For loss-making companies, diluted EPS equals basic EPS. ASC 260 excludes anti-dilutive securities — converting options would make the loss per share smaller, which is mathematically lower-magnitude but accounting-conservative when reporting a loss. Counterintuitive but standard practice.
Why weighted-average shares matter
Share count changes during the year. Companies buy back stock, issue new shares to acquire other firms, and grant employees stock that vests over time. Using year-end shares would mismatch the numerator (income earned across the entire year) with the denominator (a single point-in-time count). Weighted-average shares solve this by weighting each sub-period by the days held.
If a company started the year with 100 million shares and issued 20 million on July 1, the weighted-average for the full year is 100 × (181/365) + 120 × (184/365) = 110 million shares. The 10-K reports this directly on the income statement so investors do not have to compute it themselves.
What counts as a good EPS
EPS is not directly comparable across companies — share count varies. A $10 EPS on a $100 stock is the same as a $1 EPS on a $10 stock.
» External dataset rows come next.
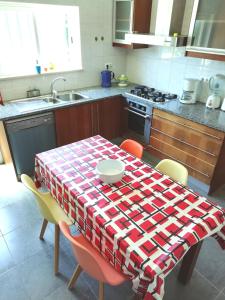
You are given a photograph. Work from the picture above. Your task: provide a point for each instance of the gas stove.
(152, 94)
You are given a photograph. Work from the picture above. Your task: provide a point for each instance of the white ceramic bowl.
(110, 170)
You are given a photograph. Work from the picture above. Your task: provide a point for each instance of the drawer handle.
(136, 113)
(205, 174)
(179, 140)
(184, 125)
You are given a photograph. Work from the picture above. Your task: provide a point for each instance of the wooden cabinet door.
(129, 16)
(110, 117)
(73, 123)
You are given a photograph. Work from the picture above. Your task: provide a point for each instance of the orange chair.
(132, 147)
(91, 261)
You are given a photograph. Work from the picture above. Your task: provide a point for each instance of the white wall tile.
(96, 20)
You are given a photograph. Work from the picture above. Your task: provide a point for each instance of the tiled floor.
(26, 263)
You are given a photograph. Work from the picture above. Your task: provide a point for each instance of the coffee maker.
(190, 91)
(217, 87)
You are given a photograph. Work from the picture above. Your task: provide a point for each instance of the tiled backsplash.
(165, 68)
(160, 67)
(96, 20)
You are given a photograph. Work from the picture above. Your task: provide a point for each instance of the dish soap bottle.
(38, 67)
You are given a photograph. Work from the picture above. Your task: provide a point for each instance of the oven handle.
(134, 112)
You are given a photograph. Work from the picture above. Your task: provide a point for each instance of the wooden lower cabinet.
(78, 122)
(73, 124)
(199, 148)
(108, 116)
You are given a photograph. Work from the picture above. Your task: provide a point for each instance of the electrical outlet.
(109, 65)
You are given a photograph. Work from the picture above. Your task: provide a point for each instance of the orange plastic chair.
(90, 261)
(132, 147)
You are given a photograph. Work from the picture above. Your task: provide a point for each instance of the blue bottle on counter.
(106, 78)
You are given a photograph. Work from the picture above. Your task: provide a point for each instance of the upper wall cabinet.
(130, 16)
(207, 30)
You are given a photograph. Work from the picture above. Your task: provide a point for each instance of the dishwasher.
(28, 136)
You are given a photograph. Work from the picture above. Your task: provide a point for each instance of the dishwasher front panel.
(29, 136)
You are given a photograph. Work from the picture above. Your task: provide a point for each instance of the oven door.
(139, 124)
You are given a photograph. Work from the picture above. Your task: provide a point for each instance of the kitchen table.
(143, 225)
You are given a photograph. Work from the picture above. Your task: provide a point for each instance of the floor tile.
(11, 287)
(198, 288)
(80, 292)
(6, 260)
(17, 214)
(24, 241)
(211, 262)
(221, 296)
(38, 277)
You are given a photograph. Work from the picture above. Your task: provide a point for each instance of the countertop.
(194, 112)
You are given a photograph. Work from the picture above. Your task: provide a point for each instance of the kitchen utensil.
(110, 170)
(190, 90)
(213, 101)
(123, 80)
(217, 84)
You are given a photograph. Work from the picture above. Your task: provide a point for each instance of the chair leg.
(74, 277)
(56, 250)
(101, 290)
(43, 227)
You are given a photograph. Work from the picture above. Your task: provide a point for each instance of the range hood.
(166, 27)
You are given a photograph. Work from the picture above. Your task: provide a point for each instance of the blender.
(216, 86)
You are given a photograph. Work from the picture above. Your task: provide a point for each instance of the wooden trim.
(129, 46)
(189, 127)
(184, 142)
(204, 55)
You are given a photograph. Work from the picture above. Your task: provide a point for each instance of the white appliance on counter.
(190, 91)
(216, 86)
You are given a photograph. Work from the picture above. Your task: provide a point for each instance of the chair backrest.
(132, 147)
(84, 254)
(173, 169)
(43, 207)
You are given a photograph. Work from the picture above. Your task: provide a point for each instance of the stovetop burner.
(152, 94)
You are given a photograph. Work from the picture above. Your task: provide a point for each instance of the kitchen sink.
(71, 97)
(51, 100)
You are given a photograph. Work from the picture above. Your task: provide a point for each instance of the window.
(37, 34)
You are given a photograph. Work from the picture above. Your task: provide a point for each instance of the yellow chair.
(173, 169)
(51, 212)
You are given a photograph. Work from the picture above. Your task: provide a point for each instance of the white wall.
(165, 68)
(96, 20)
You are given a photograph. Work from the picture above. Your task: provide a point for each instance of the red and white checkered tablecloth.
(143, 225)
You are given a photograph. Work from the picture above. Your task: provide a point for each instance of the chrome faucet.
(53, 91)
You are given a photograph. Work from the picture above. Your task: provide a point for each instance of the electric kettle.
(213, 101)
(216, 85)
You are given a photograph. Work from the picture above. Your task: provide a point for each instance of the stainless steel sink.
(51, 100)
(71, 97)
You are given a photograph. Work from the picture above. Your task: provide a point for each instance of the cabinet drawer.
(184, 146)
(188, 135)
(210, 132)
(159, 154)
(193, 162)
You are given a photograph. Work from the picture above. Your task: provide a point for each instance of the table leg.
(188, 263)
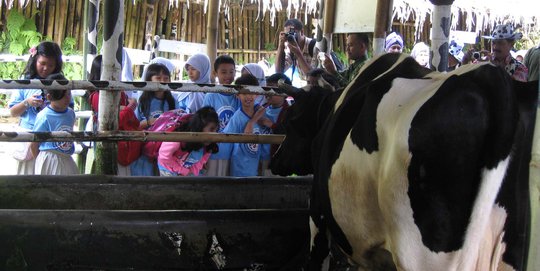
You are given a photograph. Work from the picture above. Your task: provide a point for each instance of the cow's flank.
(415, 170)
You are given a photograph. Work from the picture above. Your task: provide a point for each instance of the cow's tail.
(483, 240)
(319, 258)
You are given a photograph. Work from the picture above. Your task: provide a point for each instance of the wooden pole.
(440, 33)
(113, 39)
(212, 31)
(138, 136)
(150, 4)
(92, 32)
(144, 86)
(383, 23)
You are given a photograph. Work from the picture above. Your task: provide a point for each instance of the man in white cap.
(502, 39)
(532, 61)
(393, 43)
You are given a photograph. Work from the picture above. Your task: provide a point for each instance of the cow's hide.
(409, 168)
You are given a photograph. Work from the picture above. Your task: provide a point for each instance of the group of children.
(210, 112)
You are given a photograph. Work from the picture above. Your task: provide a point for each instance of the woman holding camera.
(502, 39)
(293, 49)
(45, 59)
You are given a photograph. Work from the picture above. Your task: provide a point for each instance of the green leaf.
(15, 20)
(16, 48)
(29, 25)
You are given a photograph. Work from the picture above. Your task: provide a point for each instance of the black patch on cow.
(50, 82)
(465, 127)
(139, 84)
(99, 84)
(22, 82)
(442, 2)
(445, 26)
(111, 12)
(514, 193)
(304, 120)
(443, 54)
(357, 112)
(364, 133)
(120, 48)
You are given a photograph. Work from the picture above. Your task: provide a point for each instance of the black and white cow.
(415, 170)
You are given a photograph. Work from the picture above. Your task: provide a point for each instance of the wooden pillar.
(211, 32)
(113, 40)
(440, 33)
(533, 261)
(92, 31)
(150, 4)
(327, 17)
(383, 23)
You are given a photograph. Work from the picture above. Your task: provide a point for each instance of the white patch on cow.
(313, 231)
(485, 219)
(340, 100)
(368, 192)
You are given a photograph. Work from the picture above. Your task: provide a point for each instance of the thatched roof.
(478, 14)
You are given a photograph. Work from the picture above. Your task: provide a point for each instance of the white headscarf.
(160, 60)
(257, 71)
(201, 62)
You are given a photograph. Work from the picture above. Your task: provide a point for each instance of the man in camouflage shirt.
(357, 47)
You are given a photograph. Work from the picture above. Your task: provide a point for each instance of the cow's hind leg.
(320, 246)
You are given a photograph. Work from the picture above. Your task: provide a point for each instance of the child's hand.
(36, 100)
(261, 110)
(132, 103)
(265, 122)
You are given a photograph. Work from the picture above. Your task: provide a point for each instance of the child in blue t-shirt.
(245, 156)
(225, 106)
(151, 105)
(271, 122)
(54, 158)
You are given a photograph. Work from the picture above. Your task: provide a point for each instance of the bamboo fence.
(244, 34)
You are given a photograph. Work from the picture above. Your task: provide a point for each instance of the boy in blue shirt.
(225, 106)
(245, 156)
(54, 158)
(271, 122)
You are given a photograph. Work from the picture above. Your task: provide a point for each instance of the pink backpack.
(167, 122)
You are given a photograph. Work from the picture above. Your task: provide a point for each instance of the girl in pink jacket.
(189, 158)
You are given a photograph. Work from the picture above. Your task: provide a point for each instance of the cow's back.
(407, 175)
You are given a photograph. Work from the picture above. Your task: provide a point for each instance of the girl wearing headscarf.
(257, 71)
(420, 53)
(394, 43)
(198, 69)
(161, 60)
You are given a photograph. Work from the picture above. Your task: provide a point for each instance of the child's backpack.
(128, 151)
(167, 122)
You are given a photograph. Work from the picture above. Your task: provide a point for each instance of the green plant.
(72, 71)
(269, 47)
(20, 34)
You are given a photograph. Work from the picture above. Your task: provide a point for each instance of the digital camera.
(291, 35)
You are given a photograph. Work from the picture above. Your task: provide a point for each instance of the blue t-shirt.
(244, 156)
(225, 106)
(157, 107)
(272, 114)
(28, 118)
(48, 120)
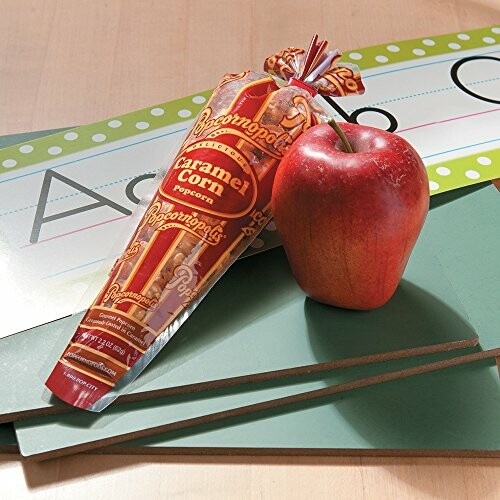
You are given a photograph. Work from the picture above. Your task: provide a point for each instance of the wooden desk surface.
(67, 62)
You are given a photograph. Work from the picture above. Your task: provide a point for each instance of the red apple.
(349, 221)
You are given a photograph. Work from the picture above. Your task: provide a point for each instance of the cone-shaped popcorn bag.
(212, 203)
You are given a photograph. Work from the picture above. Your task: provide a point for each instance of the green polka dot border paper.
(464, 171)
(443, 176)
(418, 48)
(106, 131)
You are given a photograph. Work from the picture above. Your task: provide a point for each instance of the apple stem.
(341, 134)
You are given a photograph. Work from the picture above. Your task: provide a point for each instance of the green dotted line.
(128, 125)
(95, 134)
(464, 171)
(379, 55)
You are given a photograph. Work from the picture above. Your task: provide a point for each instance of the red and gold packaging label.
(213, 201)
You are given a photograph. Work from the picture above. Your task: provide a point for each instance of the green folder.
(438, 260)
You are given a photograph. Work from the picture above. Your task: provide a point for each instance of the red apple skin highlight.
(349, 221)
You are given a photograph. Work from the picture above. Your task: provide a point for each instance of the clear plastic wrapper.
(212, 203)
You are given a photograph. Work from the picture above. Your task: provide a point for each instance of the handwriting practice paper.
(66, 199)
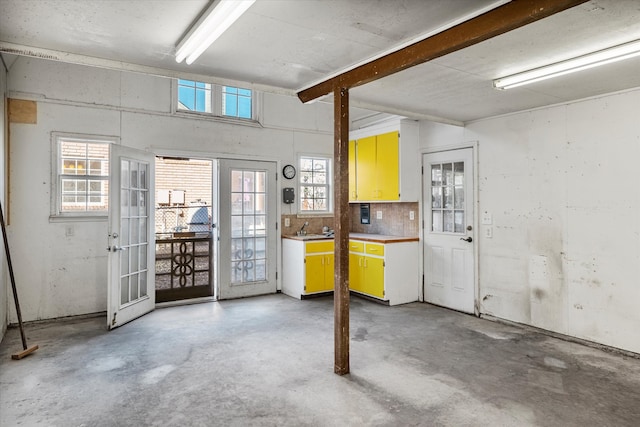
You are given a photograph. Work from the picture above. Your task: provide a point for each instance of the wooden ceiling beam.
(500, 20)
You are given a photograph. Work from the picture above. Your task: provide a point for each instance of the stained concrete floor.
(268, 361)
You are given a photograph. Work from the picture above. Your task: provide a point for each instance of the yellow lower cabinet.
(373, 277)
(319, 267)
(356, 267)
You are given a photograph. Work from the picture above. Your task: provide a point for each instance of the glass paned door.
(131, 237)
(449, 238)
(247, 228)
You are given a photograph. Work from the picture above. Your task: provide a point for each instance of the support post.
(342, 225)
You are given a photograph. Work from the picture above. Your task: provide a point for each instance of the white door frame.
(118, 244)
(431, 150)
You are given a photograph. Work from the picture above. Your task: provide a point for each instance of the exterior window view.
(320, 213)
(84, 176)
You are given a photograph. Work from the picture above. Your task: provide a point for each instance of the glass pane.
(143, 257)
(143, 284)
(124, 174)
(260, 251)
(436, 197)
(236, 204)
(133, 281)
(124, 262)
(134, 175)
(447, 173)
(248, 204)
(124, 290)
(236, 226)
(436, 175)
(459, 221)
(248, 225)
(249, 181)
(260, 225)
(458, 173)
(261, 270)
(261, 182)
(261, 205)
(236, 249)
(135, 230)
(135, 253)
(236, 181)
(459, 197)
(436, 221)
(448, 221)
(448, 197)
(306, 177)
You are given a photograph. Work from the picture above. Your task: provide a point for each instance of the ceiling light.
(602, 57)
(215, 21)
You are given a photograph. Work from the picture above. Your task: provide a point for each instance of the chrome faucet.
(302, 231)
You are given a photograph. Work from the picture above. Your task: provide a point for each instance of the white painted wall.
(561, 184)
(4, 282)
(66, 276)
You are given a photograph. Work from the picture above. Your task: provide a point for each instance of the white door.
(448, 229)
(247, 228)
(131, 239)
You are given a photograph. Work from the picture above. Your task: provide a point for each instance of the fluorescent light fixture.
(215, 21)
(595, 59)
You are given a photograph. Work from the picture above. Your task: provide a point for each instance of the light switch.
(487, 218)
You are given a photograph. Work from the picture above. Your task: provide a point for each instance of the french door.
(448, 229)
(131, 287)
(247, 229)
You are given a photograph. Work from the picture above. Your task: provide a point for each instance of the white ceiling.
(287, 45)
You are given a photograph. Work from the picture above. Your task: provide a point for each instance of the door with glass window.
(130, 240)
(448, 229)
(247, 229)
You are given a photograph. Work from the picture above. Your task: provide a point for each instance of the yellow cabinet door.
(366, 168)
(373, 277)
(329, 277)
(353, 195)
(387, 167)
(319, 273)
(355, 272)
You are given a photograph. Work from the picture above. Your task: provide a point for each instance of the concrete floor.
(269, 361)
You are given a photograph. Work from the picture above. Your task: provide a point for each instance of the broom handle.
(13, 280)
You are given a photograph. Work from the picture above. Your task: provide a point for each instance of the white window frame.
(57, 176)
(328, 185)
(216, 105)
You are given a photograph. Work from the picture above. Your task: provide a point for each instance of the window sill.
(78, 218)
(222, 119)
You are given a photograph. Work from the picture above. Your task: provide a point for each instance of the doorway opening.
(184, 229)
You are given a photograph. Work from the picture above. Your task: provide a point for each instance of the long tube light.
(215, 21)
(590, 60)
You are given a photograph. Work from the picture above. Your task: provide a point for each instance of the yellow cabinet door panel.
(356, 271)
(387, 167)
(373, 277)
(352, 171)
(366, 168)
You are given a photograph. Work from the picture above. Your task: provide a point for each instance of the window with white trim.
(81, 185)
(221, 101)
(315, 184)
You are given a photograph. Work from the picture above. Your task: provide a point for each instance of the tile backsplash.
(395, 220)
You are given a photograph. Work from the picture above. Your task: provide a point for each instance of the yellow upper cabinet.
(375, 160)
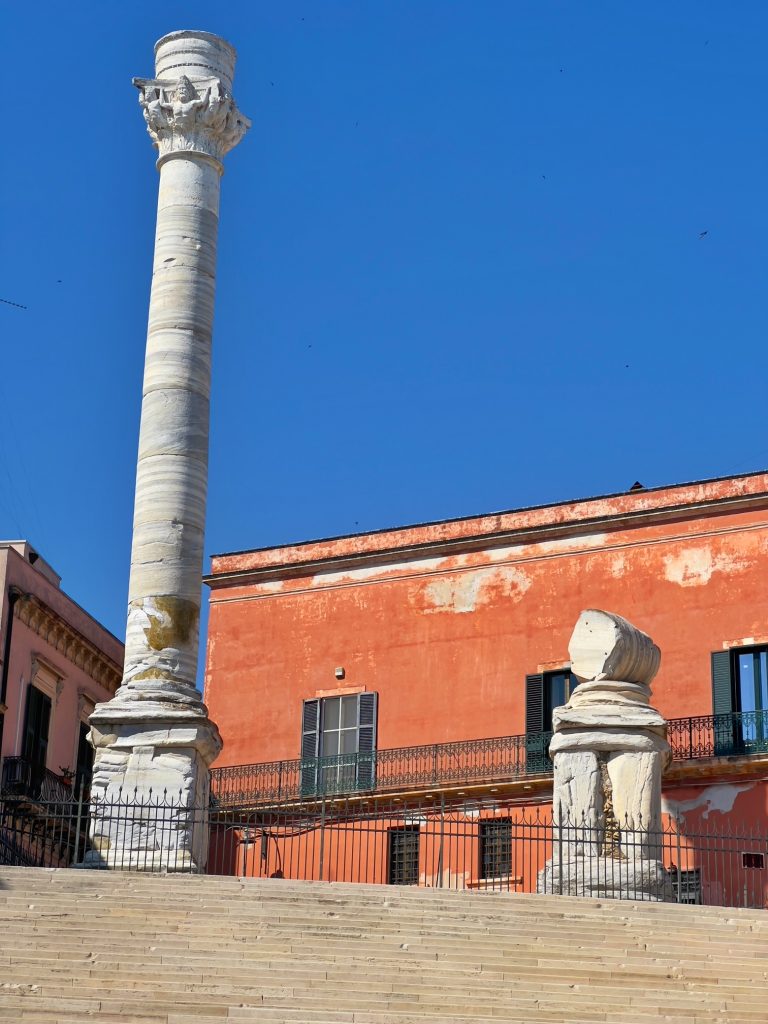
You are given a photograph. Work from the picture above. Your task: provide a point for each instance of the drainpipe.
(13, 595)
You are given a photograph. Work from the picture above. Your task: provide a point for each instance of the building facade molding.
(70, 642)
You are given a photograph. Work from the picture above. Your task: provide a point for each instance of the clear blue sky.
(460, 265)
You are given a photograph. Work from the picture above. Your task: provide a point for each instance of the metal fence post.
(323, 839)
(442, 835)
(679, 864)
(79, 817)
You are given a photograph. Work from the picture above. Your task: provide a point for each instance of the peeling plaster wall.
(445, 621)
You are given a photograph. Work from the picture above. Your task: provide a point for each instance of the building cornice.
(528, 526)
(51, 628)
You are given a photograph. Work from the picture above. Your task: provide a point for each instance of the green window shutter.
(722, 683)
(537, 743)
(37, 720)
(309, 745)
(368, 705)
(724, 725)
(535, 704)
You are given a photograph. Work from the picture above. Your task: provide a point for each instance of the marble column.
(155, 737)
(609, 751)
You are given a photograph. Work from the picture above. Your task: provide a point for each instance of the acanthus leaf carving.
(182, 117)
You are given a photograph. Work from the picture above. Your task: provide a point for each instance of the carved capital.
(186, 117)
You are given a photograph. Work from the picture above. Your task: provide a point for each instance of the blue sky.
(461, 263)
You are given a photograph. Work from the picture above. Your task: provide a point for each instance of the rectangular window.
(35, 751)
(557, 689)
(496, 848)
(687, 886)
(403, 856)
(753, 860)
(739, 684)
(85, 758)
(338, 744)
(544, 692)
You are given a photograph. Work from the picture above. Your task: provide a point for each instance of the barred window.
(687, 885)
(496, 848)
(403, 856)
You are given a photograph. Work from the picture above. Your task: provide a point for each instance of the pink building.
(57, 663)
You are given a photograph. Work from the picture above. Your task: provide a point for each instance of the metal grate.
(403, 856)
(496, 848)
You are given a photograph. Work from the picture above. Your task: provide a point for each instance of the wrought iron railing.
(459, 843)
(24, 779)
(461, 763)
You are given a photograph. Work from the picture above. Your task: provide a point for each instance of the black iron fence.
(469, 845)
(462, 763)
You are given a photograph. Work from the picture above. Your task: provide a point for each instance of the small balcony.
(24, 780)
(465, 762)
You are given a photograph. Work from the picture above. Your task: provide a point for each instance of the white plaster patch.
(715, 798)
(695, 566)
(374, 571)
(571, 543)
(617, 565)
(467, 591)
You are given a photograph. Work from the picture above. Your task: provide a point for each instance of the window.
(739, 698)
(403, 856)
(85, 758)
(753, 860)
(496, 848)
(35, 751)
(544, 692)
(338, 744)
(557, 689)
(687, 885)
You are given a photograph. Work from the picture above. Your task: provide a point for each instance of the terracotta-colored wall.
(446, 635)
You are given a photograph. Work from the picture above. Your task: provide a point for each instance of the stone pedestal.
(154, 740)
(609, 751)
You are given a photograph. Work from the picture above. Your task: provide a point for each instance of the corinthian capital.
(182, 117)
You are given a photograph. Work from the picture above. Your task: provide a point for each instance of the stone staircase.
(79, 946)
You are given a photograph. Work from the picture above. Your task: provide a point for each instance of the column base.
(151, 787)
(607, 878)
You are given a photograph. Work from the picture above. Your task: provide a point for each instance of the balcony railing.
(461, 763)
(23, 779)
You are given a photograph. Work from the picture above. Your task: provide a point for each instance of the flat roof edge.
(483, 515)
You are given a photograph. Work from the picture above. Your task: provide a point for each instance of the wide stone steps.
(165, 949)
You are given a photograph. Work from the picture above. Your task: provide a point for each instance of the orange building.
(427, 659)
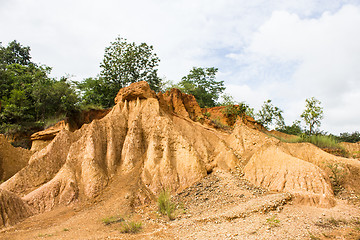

What matters is the trend over time and the multiple investors pay for one dollar of earnings.
- S&P 500 median = trailing EPS growth around 7-9% per year over long periods
- Tech sector = EPS growth often 15-25% during expansion phases
- Mature staples = stable 3-6% EPS growth with high payout ratios
- Cyclicals = EPS swings widely with the economic cycle
- SEC EDGAR = primary source for verified EPS history
EPS, P/E ratio, and valuation
The price-to-earnings ratio divides share price by EPS. It expresses the stock price as a multiple of one year of earnings. A P/E of 20 means investors are paying twenty dollars today for one dollar of current earnings. The reciprocal, earnings yield, is comparable to a bond yield: 5% earnings yield is the inverse of a 20x P/E.
S&P 500 long-run median P/E is roughly 16x. Tech-heavy indexes trade at 25-30x in normal conditions, sometimes 40x in late-cycle exuberance. Energy and financials trade at 10-14x. The valuation conversation always centers on whether the current P/E is sustainable given the expected EPS growth — high P/E plus high growth often makes sense, while high P/E with flat growth rarely does.
Press releases often headline "adjusted EPS" that excludes restructuring charges, stock-based compensation, or other items management deems unusual. These numbers can be larger than GAAP EPS by 20-50%. The SEC requires a reconciliation table on the same press release. Always check what was adjusted before quoting the figure.
Common EPS traps to avoid
Several habits create misleading EPS analysis. Comparing absolute EPS between firms is one of them — a low share count produces a high EPS even for a small company. Always normalize through P/E or earnings yield. Ignoring buyback-driven growth is another trap. A company that buys back 5% of shares per year mechanically grows EPS by 5% even with flat earnings. Look at net income trend separately from EPS trend, because the two can diverge for years.
Single-quarter focus is the most common amateur mistake. EPS has seasonality, and one-time items (lawsuit settlements, asset sales, restructurings) distort single-quarter reads. Use trailing-twelve-month figures for trend analysis. Stock splits change EPS mechanically — a two-for-one split halves EPS overnight without changing anything fundamental. SEC EDGAR provides restated historical EPS that adjusts prior periods for splits and spinoffs, which is the cleanest source for a multi-year EPS series.
For trend analysis, plot four-quarter rolling EPS rather than calendar-year EPS. The rolling series smooths seasonality and surfaces the underlying growth trajectory three to six months sooner than annual reports do.